I think the reason I'm involved is because of my past. I would not nor could not hurt a child in any way."

But despite all of this, police say he's not a suspect at this point, but he sure is getting a lot of scrutiny.

(BEGIN VIDEOTAPE)

(voice-over): Jail started becoming a familiar place for Richard Ricci by the time he was 19. In 1973, he started a 30-year on and off relationship with the prison system. The headlines from his criminal life include charges of theft, burglary, aggravated robbery and attempted murder of a police officer.

MIKE HILL, SALT LAKE CITY POLICE OFFICER: I told him to drop the shotgun he had in his hand.

LAVANDERA: Mike Hill remembers him well. In 1983, he was the officer on the other end of a shotgun Ricci was firing.

HILL: And saw him again leveling that shotgun at me, and then I went down like this and turned my face around just as the shotgun blast came across. That's how I got hit in the hand, in the shoulder, and the top of the head.

LAVANDERA: Richard Ricci's family says a criminal history doesn't mean he kidnapped a young girl. He had just married his wife Angela in February. His in-laws say he loved to cook. They say Ricci was at home sleeping next to his wife the night Elizabeth Smart disappeared.

DAVID MORSE, RICCI'S FATHER-IN-LAW: He is a good guy. Since he's been in our family, he's been a good son-in-law. And the stuff that they're accusing him of is -- I don't know when in the hell he'd ever have time to do it.

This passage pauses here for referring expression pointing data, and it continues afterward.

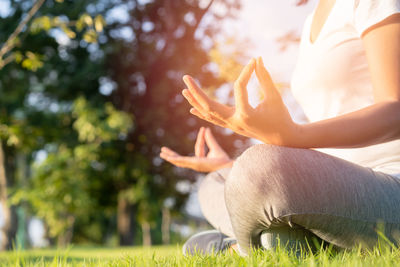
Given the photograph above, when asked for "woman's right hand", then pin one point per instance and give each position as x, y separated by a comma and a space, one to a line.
215, 159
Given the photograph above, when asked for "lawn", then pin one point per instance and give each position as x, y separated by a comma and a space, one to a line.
172, 256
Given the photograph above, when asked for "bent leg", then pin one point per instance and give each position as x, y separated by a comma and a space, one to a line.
212, 201
271, 187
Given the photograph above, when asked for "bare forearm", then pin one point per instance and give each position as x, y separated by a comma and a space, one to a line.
375, 124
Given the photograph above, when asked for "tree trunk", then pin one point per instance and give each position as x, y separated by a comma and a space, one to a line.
165, 225
146, 234
65, 238
8, 232
125, 222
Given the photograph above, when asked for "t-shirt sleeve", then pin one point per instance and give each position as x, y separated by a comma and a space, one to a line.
367, 13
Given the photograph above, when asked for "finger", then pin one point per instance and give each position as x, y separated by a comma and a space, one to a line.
192, 101
196, 91
211, 141
265, 79
210, 118
199, 100
199, 147
240, 88
169, 151
184, 162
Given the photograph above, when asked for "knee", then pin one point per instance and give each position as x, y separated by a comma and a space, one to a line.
259, 169
264, 175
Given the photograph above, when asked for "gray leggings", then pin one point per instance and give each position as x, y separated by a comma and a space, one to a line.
273, 189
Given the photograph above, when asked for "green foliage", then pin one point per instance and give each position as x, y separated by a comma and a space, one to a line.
99, 125
172, 256
59, 189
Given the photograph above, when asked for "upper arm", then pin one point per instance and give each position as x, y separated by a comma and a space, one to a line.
382, 46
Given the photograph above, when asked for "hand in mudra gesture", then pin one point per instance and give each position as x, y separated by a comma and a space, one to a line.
215, 159
269, 122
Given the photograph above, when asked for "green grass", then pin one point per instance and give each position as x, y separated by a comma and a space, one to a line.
172, 256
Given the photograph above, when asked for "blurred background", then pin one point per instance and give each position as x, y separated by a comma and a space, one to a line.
90, 91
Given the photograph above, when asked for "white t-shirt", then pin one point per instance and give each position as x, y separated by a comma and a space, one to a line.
332, 75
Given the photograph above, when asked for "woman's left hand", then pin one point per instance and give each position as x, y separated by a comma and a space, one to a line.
269, 122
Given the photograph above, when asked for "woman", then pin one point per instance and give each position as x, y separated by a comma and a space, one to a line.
347, 80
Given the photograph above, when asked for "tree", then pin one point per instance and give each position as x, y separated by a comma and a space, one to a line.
142, 74
170, 39
18, 135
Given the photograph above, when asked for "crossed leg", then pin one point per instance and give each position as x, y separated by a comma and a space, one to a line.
273, 189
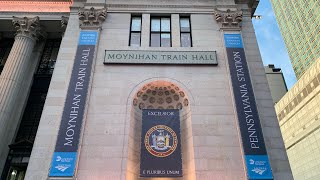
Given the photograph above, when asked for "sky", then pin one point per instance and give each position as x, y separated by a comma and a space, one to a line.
271, 45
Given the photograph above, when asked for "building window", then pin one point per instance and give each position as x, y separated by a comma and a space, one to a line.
160, 35
185, 32
49, 56
135, 31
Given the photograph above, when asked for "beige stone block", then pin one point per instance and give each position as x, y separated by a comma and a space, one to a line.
98, 163
105, 140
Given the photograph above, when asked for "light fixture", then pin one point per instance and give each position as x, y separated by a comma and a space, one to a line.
13, 173
257, 16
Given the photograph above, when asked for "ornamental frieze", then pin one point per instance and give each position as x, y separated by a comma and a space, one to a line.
91, 18
228, 19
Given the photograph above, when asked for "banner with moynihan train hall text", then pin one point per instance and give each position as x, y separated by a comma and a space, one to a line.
64, 159
160, 144
256, 157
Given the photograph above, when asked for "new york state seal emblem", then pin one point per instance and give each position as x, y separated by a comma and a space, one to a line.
161, 141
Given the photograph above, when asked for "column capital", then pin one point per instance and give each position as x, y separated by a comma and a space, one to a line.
92, 18
29, 27
64, 22
228, 19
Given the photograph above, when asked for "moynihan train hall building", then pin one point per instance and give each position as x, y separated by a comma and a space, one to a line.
135, 89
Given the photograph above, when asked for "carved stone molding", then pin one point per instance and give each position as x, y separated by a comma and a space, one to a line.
64, 22
228, 19
92, 18
29, 27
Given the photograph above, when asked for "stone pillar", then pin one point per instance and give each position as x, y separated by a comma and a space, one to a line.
13, 80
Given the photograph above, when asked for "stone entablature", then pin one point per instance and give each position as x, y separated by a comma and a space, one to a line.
35, 6
228, 19
29, 27
91, 18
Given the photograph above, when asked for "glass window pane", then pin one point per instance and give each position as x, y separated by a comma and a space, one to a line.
165, 24
136, 24
165, 40
155, 39
155, 24
185, 40
184, 25
135, 40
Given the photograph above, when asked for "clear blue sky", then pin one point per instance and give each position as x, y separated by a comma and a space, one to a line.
271, 45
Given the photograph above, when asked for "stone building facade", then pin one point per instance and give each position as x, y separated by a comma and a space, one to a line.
46, 52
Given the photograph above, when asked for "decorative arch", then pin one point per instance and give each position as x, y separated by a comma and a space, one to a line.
159, 94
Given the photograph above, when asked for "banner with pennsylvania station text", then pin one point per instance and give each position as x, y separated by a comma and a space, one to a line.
160, 143
256, 158
64, 158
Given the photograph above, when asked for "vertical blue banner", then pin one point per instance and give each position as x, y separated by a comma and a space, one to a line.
64, 159
256, 158
160, 143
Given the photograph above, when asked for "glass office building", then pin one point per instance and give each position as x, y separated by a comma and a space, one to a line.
298, 21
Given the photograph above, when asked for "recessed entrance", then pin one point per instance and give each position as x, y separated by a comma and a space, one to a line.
160, 95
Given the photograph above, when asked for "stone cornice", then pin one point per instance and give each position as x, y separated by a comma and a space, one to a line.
228, 19
64, 22
29, 27
91, 18
35, 6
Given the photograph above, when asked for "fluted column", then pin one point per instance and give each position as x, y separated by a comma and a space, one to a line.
13, 79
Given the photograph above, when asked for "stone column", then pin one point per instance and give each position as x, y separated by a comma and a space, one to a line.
13, 80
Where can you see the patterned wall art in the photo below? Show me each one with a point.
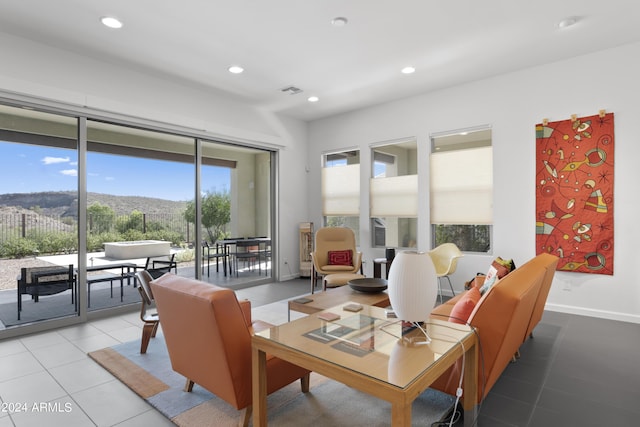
(574, 192)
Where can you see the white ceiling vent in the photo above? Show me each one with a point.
(291, 90)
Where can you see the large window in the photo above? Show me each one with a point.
(341, 190)
(394, 195)
(462, 189)
(135, 188)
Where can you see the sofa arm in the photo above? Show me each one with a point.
(245, 305)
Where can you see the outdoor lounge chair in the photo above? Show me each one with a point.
(43, 281)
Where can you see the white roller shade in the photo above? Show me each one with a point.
(341, 190)
(462, 186)
(395, 196)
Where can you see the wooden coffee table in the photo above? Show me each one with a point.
(370, 353)
(335, 296)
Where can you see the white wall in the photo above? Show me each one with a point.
(59, 78)
(512, 104)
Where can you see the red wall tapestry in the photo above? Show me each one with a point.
(574, 192)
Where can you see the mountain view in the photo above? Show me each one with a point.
(65, 203)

LAVANDERA: He was busy working for, among others, the Smart family, but he violated terms of his parole when he stole items from the Smarts' home. And sources also say he's connected to other burglaries in the Smarts' neighborhood.

UNIDENTIFIED MALE: He seemed nice enough. I mean, he seemed -- I've heard mention that the Mitchells (ph) guy said he was very personable, and he could be very, very personable.

(END VIDEOTAPE)

LAVANDERA: Now, investigators continue to search Richard Ricci's home, his in-law's home next door, and they did a lot of that, because a few days ago, the neighbor, Richard Ricci's neighbor, his name was Andy Thurber, had shared with police investigators that the morning after Elizabeth Smart was abducted, essentially several hours after she was abducted, that he had seen Richard Ricci digging up around the area, the garden area and the ground area around his mobile home. Ricci's attorney says he was just trying to fix a hole on the side of the house so that cats wouldn't get underneath the mobile home. But a lot of evidence, a lot of circumstantial evidence that police are looking at and focusing on at this point -- Kyra.

PHILLIPS: All right, Ed Lavandera, with the latest from Salt Lake. Thanks, Ed.